"You're going to have to show her what she needs," Bell says to the Starks. "I don't know which locations or objects are relevant. Or which of you is going to be her someone-he-met focus."
"I have to cast in the place where he's been, so choose accordingly, I doubt you want me working in the middle of the street even if's he's walked down it a hundred times," says Isabella. Path on her shoulder keeps swiveling his head around, taking in the new world.
Isabella doesn't think much of the location. She just follows and waits for more specific pointers.
(Shell Bell does think much of the location. She doesn't say anything, just shivers and fixes her attention on her witch killer alternate who's going to fix this problem.)
"Right there," he says, pointing at a spot on the floor a few feet in from the door and slightly off to one side. "He stands there a lot."
"Bottle of wine," she says, and she casts the thickening spell on it and begins pouring her diagram around where Tony pointed.
Rune, rune, rune, line - "stand there, please" - curvy stylized arrow, rune, rune, rune, line, rune rune rune.
"Bottle of black peppercorns." (She places one in the center of each rune.) "Bottle of nutmeg." (She dusts it over the whole thing.) "Bayleaves." She puts them in Tony's clothes, tucked here and there, and has him hold one in each palm. "Marjoram." (A little heap in the middle.) "Spring onion." (It goes on the arrow, curved to match.)
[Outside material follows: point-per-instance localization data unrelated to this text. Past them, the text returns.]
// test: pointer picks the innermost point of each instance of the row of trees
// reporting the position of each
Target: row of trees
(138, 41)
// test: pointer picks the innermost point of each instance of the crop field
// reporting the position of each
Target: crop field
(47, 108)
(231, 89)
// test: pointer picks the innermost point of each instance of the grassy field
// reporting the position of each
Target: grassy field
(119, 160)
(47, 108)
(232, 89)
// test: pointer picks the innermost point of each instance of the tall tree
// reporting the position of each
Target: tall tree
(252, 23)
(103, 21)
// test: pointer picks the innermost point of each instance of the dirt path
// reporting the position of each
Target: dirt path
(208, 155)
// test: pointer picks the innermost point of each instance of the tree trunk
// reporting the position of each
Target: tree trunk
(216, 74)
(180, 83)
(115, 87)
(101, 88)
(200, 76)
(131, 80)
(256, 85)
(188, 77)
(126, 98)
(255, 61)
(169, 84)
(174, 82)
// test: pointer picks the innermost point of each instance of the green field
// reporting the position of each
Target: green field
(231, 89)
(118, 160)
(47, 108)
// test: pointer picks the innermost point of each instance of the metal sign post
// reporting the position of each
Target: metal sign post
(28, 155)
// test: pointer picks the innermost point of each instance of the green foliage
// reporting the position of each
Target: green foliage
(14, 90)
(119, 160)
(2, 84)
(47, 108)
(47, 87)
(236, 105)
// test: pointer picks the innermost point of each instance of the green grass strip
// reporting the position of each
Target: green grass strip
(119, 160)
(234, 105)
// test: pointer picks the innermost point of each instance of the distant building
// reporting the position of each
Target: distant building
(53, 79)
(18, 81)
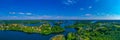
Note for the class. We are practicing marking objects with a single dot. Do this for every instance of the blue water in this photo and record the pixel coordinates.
(14, 35)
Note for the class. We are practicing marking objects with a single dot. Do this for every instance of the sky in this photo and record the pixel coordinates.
(60, 9)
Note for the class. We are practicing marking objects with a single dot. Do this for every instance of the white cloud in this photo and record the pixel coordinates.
(12, 12)
(28, 13)
(88, 14)
(90, 7)
(82, 9)
(21, 13)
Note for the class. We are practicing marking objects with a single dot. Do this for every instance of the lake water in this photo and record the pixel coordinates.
(14, 35)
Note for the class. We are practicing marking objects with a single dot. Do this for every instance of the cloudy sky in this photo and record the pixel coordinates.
(59, 9)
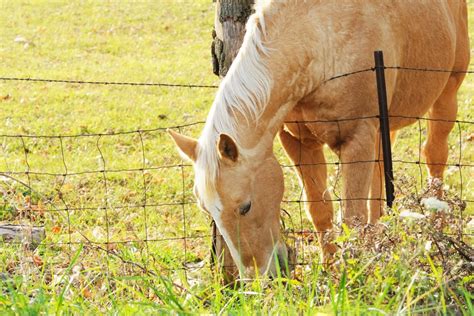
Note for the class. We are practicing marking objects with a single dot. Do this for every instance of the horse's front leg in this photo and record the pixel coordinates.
(357, 156)
(310, 163)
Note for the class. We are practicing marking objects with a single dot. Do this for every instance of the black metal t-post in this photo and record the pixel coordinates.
(384, 127)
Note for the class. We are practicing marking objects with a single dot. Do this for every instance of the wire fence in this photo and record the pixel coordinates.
(111, 195)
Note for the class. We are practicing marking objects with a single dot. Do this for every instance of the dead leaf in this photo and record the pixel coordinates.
(37, 260)
(86, 293)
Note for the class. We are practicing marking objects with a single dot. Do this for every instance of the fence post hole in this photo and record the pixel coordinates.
(384, 126)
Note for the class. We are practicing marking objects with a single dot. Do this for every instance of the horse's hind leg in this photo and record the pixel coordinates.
(357, 158)
(309, 158)
(441, 121)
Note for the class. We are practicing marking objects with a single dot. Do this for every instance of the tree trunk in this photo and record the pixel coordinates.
(228, 34)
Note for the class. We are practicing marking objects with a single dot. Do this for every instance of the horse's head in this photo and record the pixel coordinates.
(243, 197)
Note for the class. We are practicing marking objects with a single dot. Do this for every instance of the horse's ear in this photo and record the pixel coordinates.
(186, 145)
(227, 148)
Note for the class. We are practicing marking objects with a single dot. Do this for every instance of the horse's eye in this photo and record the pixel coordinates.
(245, 208)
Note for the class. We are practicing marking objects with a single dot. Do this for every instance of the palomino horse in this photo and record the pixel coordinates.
(280, 75)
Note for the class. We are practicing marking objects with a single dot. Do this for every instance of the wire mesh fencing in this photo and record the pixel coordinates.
(127, 199)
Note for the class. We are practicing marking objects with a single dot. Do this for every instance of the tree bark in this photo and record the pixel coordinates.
(228, 33)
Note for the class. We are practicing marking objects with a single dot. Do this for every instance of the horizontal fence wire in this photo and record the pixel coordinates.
(179, 85)
(183, 200)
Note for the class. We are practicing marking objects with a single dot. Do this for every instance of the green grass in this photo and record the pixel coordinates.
(75, 271)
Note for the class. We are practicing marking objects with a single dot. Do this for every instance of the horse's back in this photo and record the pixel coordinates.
(412, 34)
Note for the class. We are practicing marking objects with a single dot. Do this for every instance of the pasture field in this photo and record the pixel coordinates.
(115, 240)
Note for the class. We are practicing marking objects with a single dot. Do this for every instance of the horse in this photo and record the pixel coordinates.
(278, 85)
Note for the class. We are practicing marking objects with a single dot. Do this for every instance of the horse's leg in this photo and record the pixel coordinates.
(357, 155)
(378, 184)
(312, 171)
(436, 146)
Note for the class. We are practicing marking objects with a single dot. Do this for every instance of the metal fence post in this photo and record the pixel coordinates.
(384, 127)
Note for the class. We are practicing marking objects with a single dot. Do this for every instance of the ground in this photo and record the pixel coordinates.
(94, 257)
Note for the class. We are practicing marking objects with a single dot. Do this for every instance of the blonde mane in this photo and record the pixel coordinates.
(245, 91)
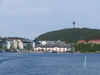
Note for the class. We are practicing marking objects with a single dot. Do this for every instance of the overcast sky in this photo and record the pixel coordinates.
(31, 18)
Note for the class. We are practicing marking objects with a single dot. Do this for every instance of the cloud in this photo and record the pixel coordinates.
(30, 7)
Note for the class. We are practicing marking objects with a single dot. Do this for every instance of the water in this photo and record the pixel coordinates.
(49, 64)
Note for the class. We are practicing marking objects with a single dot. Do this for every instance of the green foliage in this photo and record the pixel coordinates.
(71, 35)
(11, 47)
(17, 47)
(25, 47)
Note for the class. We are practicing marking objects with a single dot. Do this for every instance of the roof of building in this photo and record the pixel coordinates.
(68, 45)
(82, 41)
(94, 40)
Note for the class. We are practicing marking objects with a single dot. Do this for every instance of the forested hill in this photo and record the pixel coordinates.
(71, 35)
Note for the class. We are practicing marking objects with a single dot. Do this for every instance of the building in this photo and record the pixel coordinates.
(50, 42)
(81, 41)
(14, 44)
(94, 41)
(58, 48)
(3, 44)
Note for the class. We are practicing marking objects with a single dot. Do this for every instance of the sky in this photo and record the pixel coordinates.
(31, 18)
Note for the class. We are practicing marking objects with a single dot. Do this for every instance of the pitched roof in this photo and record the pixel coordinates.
(82, 41)
(94, 40)
(68, 45)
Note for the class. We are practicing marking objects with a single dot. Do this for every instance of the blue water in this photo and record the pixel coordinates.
(49, 64)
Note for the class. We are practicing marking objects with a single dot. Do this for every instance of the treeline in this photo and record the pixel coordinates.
(88, 47)
(71, 35)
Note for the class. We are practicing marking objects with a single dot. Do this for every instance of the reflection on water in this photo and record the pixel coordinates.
(48, 64)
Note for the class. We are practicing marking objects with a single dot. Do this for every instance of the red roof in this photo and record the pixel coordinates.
(82, 41)
(94, 40)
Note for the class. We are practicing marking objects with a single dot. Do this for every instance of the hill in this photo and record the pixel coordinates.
(71, 35)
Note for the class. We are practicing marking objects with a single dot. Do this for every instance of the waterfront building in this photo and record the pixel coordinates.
(94, 41)
(81, 41)
(14, 43)
(58, 48)
(50, 42)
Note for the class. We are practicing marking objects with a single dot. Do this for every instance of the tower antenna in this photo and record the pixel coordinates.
(73, 24)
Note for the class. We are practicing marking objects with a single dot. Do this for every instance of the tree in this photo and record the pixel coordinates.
(11, 47)
(17, 47)
(25, 47)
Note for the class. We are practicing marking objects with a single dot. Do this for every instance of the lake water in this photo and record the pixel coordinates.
(49, 64)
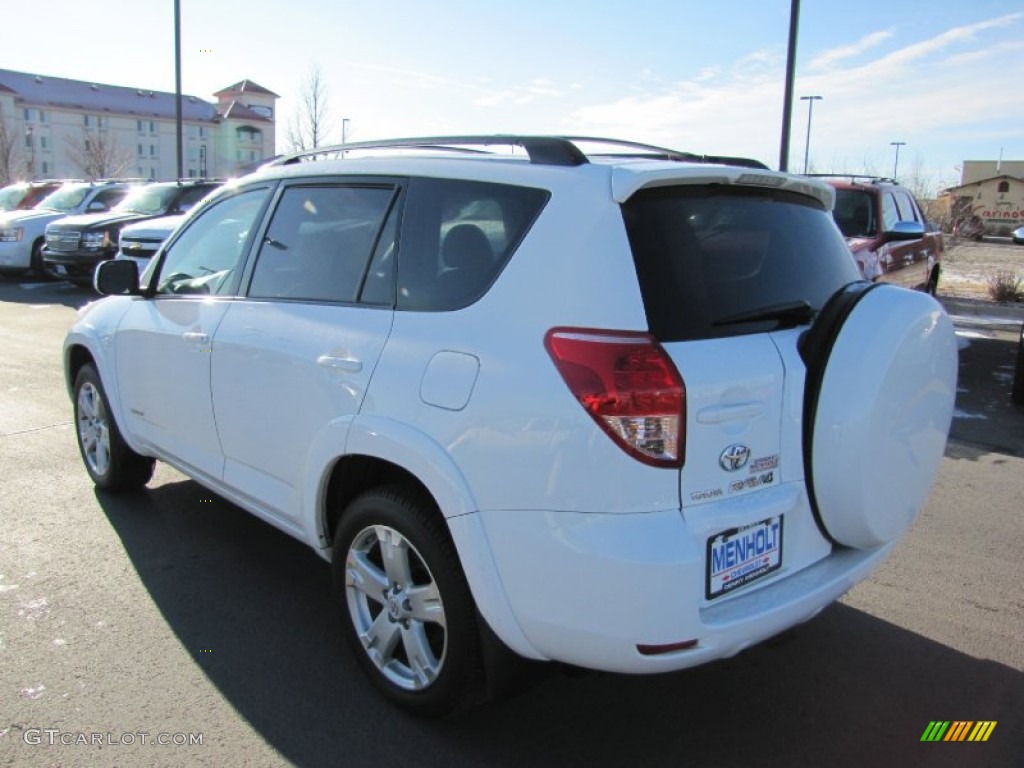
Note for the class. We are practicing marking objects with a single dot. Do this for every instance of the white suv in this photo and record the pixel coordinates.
(629, 410)
(23, 232)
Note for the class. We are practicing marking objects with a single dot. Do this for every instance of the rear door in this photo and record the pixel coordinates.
(292, 361)
(164, 343)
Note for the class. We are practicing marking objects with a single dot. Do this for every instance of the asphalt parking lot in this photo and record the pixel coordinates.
(172, 612)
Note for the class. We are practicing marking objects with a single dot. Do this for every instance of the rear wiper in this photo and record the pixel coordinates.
(795, 311)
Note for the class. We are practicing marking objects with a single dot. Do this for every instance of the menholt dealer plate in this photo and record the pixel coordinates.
(739, 556)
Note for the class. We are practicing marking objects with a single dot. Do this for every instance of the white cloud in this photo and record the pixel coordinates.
(833, 57)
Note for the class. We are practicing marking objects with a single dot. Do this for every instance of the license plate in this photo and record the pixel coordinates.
(738, 556)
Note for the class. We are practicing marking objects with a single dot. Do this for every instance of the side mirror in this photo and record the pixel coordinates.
(117, 278)
(906, 230)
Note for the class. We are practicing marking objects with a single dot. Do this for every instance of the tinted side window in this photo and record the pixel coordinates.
(207, 257)
(890, 213)
(907, 209)
(854, 213)
(709, 255)
(457, 237)
(320, 243)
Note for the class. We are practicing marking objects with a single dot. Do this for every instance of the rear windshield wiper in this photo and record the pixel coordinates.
(793, 311)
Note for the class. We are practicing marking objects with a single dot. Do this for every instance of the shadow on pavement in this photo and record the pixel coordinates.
(845, 689)
(986, 420)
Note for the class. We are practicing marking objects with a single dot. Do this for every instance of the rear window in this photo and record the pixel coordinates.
(716, 260)
(854, 213)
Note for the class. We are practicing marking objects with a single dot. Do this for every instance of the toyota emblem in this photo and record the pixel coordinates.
(734, 457)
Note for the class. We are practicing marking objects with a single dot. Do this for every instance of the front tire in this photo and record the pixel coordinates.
(112, 465)
(406, 606)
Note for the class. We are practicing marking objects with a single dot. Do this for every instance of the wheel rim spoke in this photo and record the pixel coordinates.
(396, 607)
(93, 429)
(394, 551)
(361, 574)
(425, 604)
(422, 663)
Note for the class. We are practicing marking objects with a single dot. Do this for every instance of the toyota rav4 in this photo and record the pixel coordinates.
(612, 406)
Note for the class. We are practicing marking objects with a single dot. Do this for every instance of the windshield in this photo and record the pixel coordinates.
(854, 213)
(66, 199)
(148, 200)
(11, 197)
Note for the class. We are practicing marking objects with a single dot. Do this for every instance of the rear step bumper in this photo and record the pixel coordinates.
(593, 587)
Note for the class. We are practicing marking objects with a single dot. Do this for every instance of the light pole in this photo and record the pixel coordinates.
(810, 110)
(897, 144)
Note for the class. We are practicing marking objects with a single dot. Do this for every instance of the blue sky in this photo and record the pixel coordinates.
(696, 75)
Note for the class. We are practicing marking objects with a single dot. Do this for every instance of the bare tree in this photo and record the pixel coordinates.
(97, 154)
(9, 154)
(310, 122)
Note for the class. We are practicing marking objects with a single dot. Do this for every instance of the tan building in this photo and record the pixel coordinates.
(59, 128)
(979, 170)
(995, 204)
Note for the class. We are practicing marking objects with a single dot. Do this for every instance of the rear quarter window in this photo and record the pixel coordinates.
(457, 237)
(707, 254)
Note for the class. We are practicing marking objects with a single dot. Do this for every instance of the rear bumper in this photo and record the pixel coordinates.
(588, 589)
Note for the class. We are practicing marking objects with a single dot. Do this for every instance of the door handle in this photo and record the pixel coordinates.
(348, 365)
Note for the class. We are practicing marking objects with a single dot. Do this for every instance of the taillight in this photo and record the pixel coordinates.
(629, 385)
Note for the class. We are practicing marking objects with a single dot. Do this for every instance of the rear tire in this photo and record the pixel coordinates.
(407, 609)
(112, 465)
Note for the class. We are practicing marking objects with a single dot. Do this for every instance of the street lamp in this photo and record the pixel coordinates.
(897, 144)
(810, 109)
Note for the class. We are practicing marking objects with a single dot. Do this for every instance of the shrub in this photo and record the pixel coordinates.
(1005, 285)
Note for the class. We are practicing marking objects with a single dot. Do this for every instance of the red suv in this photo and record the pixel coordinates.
(891, 239)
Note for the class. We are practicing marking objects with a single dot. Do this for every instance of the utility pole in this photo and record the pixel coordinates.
(177, 85)
(791, 66)
(897, 144)
(810, 110)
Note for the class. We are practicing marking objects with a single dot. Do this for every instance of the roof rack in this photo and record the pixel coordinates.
(557, 151)
(854, 177)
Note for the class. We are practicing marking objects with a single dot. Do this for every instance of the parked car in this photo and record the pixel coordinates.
(23, 232)
(891, 239)
(23, 195)
(611, 410)
(140, 242)
(76, 245)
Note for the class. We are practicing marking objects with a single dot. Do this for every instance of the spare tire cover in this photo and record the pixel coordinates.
(882, 415)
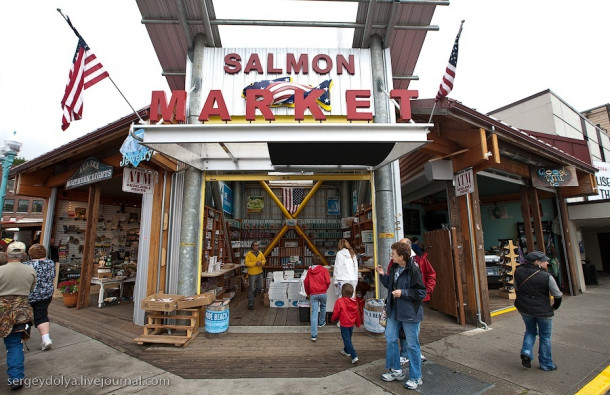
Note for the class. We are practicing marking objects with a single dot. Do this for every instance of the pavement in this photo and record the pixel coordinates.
(474, 361)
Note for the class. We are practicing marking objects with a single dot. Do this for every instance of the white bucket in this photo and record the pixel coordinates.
(372, 311)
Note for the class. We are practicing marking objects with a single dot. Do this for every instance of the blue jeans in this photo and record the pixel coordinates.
(14, 356)
(541, 327)
(348, 347)
(254, 287)
(392, 354)
(318, 306)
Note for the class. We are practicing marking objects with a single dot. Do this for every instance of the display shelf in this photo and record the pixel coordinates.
(509, 263)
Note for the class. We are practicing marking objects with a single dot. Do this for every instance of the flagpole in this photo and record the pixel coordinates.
(456, 39)
(110, 78)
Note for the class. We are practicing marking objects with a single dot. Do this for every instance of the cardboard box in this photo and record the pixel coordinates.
(154, 302)
(204, 299)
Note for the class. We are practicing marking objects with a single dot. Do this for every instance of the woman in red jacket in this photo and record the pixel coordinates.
(346, 311)
(316, 284)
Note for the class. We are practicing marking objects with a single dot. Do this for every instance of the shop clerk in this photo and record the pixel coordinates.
(255, 260)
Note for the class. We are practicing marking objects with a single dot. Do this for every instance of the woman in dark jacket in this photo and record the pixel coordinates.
(406, 291)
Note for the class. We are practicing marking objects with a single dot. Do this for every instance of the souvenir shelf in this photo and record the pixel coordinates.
(509, 263)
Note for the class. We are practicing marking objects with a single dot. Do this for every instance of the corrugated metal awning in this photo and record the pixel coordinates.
(286, 147)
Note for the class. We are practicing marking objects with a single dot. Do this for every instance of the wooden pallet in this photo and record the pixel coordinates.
(158, 331)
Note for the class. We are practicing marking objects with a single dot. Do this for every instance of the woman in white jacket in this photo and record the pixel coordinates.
(346, 267)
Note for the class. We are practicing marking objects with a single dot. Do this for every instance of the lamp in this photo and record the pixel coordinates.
(497, 212)
(7, 155)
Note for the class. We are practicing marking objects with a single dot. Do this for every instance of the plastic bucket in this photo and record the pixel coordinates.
(217, 319)
(372, 311)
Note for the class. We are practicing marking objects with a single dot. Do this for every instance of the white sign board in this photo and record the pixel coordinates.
(138, 180)
(464, 182)
(603, 180)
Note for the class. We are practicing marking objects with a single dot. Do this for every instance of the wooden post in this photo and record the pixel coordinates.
(479, 242)
(527, 220)
(535, 210)
(567, 239)
(86, 270)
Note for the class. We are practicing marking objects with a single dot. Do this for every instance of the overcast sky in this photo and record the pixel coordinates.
(508, 51)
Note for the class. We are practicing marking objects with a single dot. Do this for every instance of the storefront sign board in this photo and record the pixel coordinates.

The cornucopia won't do a live animal. "I need something to sacrifice - an animal. What sort of pests am I likely to be able to summon from here? A rat's good if there's one within calling distance, I can use a pigeon or a squirrel."
She gets a rat on her first try! While it's still docile, she snatches it up with a practiced grip. It can't bite her, although it starts struggling.
She pulls her dagger out with her free hand.
"Last chance to decide you do not want this man to die. Or, you know, decide you want him to spend more or less than twenty-four hours being deathly ill," she says.
She didn't compose this poem. It doesn't rhyme. It crackles.
"Yambe Akka's knife is mercy
Suffer not such pain to live
Yambe Akka's knife is deadly
Yambe Akka's knife I twist
Suffer not this one, I say
Yambe Akka's knife I need
Suffer not his breath to draw
Still and calm I need him brought
Stillness, calmness, bring them down
Yambe Akka's knife I call
Yambe Akka's knife is sharp
Still and calm will kill in silence
Stillness, calmness, listen close
Yambe Akka's knife in heart
Suffer not that heart to beat
Suffer not his eyes to see
Suffer not his soul to fly
Suffer not his hand to harm
Yambe Akka's knife is mine
Yambe Akka's knife I wield
Yambe Akka's knife strikes home!"
And on the final syllable the rat is pierced through with her blade, and it dies.
Even though he doesn't know it worked, even though he probably won't know it worked for a good long while, Tony exhales with relief.
The herbs - including the bayleaves - are all gone. The thickened wine is gone. The rat and the wristwatch - and the rat blood - are still there. "I recommend burning the rat, which I can do if you can provide me with a safe place in which to burn a thing. You can do whatever you like with the wristwatch," says Isabella, unconcerned with the blood on her hands as she disentangles the two objects. She does conscientiously murmur a spell to clean her dagger before she tucks it away into its sheath in her silks.
She just killed some living things. She feels pretty okay, considering. It's more sheer power than she's ever channeled. Kind of heady. She can see why some witches would be enthusiastic about this kind of magic. Not enough that she's going to start killing people any less discriminately, but. She's going to ride the high as long as she has it anyway.
Perhaps, along the way, she will notice the way Kas is looking at her. You could describe it as 'slightly stunned admiration, with a component of lust'.
She shivers, a little, and the hand that isn't holding the rat clenches against the side of her thigh.
Eventually they get to a suitable incineration place. Isabella dumps the rat unceremoniously, murmurs a spell to set it alight, and then helps it along by asking the cornucopia for some paprika and sprinkling it over the carcass. Before long there's nothing more left but thin, dry ashes.
"You're welcome," says Isabella, not exactly cheerful, but with a sharp happiness in her voice. "Anyone else you want killed or cursed and can provide the stuff for?"
And she cannot resist, as she passes Kas on the way out of the room, one teasing, dark-magic-is-lovely smirk.
Because she's going to get an alethiometer right when she gets home, right?